Chers pèlerins de Fatima!

Je désire à présent adresser un salut particulier aux nombreux malades ici présents. A travers celui-ci j'entends également embrasser ceux qui, dans leurs maisons et dans les hôpitaux, nous accompagnent spirituellement.

Le Pape vous salue avec une vive affection, très chers malades, en vous assurant d'un souvenir particulier dans la prière, pour vous et pour les personnes qui sont à vos côtés. Je dépose les désirs et les requêtes de chacun auprès de l'Autel où Jésus intercède sans cesse et se sacrifie pour l'humanité.

Je suis venu aujourd'hui parmi vous comme témoin de Jésus ressuscité. Lui sait ce que signifie souffrir; il a vécu les angoisses de la mort; cependant, par sa mort il a tué la mort elle-même, étant le premier être humain, en absolu, qui s'est libéré définitivement de ses chaînes. Il a accompli tout l'itinéraire de l'homme jusqu'à la patrie du Ciel, où il a préparé un trône de gloire pour chacun de nous.

Très cher frère malade!

Si quelqu'un ou quelque chose te fais penser d'être arrivé au terme de ta vie, ne le croit pas! Si tu connais l'Amour éternel qui t'a créé, tu sais également qu'en toi il y a une âme immortelle. Au cours de la vie, il existe diverses saisons; si par hasard tu sens l'hiver arriver, je veux que tu saches que ce n'est pas la dernière saison, car la dernière sera le printemps:  le printemps de la résurrection.

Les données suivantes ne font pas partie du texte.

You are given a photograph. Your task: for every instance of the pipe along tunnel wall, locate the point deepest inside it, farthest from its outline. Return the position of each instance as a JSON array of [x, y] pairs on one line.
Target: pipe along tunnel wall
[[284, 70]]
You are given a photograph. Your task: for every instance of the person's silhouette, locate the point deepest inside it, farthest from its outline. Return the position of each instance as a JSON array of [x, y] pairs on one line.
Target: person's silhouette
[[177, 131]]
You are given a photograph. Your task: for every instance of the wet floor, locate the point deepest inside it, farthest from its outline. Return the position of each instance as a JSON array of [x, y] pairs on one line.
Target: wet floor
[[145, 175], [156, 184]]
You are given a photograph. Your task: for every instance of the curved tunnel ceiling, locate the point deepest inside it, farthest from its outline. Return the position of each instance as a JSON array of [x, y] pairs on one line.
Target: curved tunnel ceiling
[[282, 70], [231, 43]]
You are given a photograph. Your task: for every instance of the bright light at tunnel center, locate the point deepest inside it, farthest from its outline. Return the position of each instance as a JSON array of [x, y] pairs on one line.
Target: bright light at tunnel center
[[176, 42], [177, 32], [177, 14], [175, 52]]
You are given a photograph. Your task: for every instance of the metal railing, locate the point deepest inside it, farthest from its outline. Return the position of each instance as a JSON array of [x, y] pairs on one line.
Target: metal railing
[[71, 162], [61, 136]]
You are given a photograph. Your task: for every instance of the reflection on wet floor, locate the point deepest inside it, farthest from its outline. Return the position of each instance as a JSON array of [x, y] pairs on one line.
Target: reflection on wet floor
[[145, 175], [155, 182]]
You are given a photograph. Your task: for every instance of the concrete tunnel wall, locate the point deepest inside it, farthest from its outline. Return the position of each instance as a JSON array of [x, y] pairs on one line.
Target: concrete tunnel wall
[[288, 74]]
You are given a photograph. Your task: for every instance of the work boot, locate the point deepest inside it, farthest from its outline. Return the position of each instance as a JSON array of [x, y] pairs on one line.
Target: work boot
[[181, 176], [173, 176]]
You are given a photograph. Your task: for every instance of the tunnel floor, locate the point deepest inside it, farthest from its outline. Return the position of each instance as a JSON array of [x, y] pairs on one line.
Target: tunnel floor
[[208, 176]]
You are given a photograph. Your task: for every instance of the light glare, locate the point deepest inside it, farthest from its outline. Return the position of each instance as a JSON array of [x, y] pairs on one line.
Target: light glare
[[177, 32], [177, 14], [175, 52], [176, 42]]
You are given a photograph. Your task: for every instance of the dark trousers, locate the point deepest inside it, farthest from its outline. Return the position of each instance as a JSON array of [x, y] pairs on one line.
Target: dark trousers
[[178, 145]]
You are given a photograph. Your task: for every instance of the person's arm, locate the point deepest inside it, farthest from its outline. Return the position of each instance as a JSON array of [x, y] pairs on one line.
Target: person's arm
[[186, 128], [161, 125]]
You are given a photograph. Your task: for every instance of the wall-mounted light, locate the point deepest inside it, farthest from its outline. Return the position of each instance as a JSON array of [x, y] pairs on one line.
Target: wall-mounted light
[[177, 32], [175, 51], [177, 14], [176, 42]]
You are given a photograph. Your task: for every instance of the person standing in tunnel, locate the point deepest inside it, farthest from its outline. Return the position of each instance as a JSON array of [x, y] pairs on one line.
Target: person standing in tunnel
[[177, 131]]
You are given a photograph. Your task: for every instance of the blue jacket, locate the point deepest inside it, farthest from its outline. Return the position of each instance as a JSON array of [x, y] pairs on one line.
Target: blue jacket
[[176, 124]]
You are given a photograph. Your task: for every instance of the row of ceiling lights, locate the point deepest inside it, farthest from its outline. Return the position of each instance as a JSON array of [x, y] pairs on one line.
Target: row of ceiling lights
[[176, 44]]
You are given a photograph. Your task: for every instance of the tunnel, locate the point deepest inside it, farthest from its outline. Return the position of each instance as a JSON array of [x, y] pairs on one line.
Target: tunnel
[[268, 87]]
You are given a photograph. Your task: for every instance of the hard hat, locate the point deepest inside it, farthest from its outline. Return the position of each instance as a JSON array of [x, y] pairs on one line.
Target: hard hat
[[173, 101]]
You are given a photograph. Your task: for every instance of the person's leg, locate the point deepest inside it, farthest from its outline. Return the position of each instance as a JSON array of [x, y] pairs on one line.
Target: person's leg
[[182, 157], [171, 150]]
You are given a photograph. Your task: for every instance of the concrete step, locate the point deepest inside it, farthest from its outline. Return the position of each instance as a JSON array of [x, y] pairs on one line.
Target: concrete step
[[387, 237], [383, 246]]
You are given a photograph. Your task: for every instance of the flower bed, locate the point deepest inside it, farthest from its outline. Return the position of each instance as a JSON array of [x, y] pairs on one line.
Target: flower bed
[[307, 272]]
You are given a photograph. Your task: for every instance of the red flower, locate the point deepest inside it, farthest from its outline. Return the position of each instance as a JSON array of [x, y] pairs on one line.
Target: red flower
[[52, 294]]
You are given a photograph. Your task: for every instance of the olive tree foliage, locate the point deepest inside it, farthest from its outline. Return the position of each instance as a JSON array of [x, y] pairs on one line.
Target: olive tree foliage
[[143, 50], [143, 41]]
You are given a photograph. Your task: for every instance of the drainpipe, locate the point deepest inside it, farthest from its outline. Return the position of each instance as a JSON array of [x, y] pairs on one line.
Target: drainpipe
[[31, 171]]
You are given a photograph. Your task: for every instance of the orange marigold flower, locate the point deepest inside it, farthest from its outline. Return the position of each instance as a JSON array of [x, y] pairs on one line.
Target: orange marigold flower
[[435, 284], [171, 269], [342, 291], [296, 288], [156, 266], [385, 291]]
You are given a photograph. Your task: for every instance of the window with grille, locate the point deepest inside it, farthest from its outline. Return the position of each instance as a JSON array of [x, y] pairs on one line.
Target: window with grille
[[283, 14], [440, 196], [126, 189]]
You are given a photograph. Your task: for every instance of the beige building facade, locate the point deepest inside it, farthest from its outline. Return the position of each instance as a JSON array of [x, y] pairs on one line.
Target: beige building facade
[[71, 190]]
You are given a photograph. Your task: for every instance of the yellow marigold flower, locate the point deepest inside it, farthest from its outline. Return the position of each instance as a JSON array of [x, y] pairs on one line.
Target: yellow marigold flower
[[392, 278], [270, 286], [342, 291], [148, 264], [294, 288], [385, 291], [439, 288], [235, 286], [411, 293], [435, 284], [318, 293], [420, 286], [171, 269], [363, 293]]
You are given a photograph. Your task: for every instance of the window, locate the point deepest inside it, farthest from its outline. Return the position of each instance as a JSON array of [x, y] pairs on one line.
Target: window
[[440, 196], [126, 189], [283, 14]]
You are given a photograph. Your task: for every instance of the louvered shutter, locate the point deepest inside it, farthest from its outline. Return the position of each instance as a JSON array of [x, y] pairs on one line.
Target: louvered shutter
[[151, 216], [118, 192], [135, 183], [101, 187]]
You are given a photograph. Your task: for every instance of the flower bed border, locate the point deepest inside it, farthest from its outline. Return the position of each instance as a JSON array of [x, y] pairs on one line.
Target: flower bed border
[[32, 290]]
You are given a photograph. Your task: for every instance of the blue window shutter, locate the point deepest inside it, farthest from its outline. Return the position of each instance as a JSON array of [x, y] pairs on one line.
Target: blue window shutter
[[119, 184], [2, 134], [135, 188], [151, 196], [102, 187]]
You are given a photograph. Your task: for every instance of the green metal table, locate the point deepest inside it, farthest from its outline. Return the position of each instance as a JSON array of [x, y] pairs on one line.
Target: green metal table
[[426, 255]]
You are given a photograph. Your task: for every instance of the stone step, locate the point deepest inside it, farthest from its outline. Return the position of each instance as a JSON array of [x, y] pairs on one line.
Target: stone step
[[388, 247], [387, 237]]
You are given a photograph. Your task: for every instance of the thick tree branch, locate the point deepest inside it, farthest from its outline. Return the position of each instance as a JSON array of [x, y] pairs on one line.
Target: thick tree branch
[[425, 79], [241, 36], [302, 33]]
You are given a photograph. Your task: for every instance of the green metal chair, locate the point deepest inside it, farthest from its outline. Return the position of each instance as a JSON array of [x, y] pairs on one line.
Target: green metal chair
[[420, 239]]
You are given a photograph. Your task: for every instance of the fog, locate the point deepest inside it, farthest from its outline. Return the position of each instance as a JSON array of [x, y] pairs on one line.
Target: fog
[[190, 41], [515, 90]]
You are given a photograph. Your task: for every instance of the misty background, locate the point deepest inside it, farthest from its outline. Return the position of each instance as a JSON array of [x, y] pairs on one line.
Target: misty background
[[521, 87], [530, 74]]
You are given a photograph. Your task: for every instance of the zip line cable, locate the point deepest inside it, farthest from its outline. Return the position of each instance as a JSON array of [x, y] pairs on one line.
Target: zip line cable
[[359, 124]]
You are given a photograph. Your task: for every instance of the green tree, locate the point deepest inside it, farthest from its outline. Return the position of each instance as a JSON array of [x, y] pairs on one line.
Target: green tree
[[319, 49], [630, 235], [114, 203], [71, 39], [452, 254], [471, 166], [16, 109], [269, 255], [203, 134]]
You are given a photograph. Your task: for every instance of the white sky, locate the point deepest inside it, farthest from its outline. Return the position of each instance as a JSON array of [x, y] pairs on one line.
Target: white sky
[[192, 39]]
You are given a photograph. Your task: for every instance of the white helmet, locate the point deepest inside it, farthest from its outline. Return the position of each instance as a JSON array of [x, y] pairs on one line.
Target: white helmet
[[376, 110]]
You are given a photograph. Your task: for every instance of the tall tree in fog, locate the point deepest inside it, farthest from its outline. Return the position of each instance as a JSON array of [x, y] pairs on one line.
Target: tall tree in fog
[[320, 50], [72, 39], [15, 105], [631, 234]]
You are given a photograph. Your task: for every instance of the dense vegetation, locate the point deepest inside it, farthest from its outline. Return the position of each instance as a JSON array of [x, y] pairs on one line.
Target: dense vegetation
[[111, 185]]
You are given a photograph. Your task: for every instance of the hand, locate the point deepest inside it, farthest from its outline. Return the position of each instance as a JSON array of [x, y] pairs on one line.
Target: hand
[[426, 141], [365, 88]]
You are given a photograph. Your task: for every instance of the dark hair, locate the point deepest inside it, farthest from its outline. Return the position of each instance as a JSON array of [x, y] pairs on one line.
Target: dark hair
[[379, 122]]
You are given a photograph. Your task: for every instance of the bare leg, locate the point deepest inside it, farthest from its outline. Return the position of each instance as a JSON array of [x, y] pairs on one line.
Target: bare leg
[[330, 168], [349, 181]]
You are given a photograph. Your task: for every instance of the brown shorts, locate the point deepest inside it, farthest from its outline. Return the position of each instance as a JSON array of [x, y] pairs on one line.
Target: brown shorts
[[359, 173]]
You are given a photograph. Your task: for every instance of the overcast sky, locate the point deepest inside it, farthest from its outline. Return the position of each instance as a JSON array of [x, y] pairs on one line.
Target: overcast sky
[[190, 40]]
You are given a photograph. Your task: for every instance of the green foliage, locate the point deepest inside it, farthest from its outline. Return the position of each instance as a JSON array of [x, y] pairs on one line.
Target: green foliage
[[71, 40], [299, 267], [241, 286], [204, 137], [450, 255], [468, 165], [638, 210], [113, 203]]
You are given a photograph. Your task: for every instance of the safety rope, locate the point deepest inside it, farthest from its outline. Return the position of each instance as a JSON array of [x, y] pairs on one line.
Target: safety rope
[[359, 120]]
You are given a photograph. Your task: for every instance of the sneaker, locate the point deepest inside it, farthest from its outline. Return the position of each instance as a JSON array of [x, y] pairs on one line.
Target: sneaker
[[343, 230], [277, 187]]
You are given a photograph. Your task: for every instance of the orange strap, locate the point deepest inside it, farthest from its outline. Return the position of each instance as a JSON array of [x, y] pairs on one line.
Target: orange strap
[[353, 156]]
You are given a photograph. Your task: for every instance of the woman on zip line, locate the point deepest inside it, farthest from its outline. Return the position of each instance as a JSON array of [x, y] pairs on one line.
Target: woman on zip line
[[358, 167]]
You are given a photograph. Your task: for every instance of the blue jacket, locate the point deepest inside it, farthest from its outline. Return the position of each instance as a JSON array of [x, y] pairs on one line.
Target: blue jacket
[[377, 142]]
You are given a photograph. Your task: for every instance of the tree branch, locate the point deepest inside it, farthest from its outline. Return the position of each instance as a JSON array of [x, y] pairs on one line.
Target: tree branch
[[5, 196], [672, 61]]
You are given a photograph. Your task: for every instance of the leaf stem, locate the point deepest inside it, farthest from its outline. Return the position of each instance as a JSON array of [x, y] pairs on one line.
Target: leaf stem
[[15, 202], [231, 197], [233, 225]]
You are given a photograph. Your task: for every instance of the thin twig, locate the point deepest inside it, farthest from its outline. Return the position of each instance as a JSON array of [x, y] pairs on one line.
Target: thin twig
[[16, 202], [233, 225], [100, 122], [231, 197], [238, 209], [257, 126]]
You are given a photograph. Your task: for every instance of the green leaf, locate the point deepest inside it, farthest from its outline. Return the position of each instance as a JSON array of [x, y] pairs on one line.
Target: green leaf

La totalité de ta vie s'étend de façon infinie, au-delà de ses frontières terrestres:  le Ciel est prévu.
Très chers malades! Je sais que "les souffrances du temps présent ne sont pas à comparer à la gloire qui doit se révéler en nous" (Rm 8, 18). Courage! En cette Année Sainte, l'abondance de la grâce du Père se déverse sur celui qui sait l'accueillir avec l'âme simple et confiante d'un enfant. Jésus nous l'a répété dans le passage évangélique qui vient d'être proclamé. Sachez également, chers malades, prendre place parmi ces "petits" afin que Jésus puisse se complaire en vous. D'ici peu, il s'approchera de vous pour vous bénir en personne dans le Très Saint Sacrement. Il vient à vous avec la promesse suivante:  "Voici, je fais l'univers nouveau" (Ap 21, 5). Ayez confiance! Abandonnez-vous à ses mains providentielles, comme l'ont fait les pastoureaux François et Jacinthe. Ils vous disent que vous n'êtes pas seuls. Le Père céleste vous aime.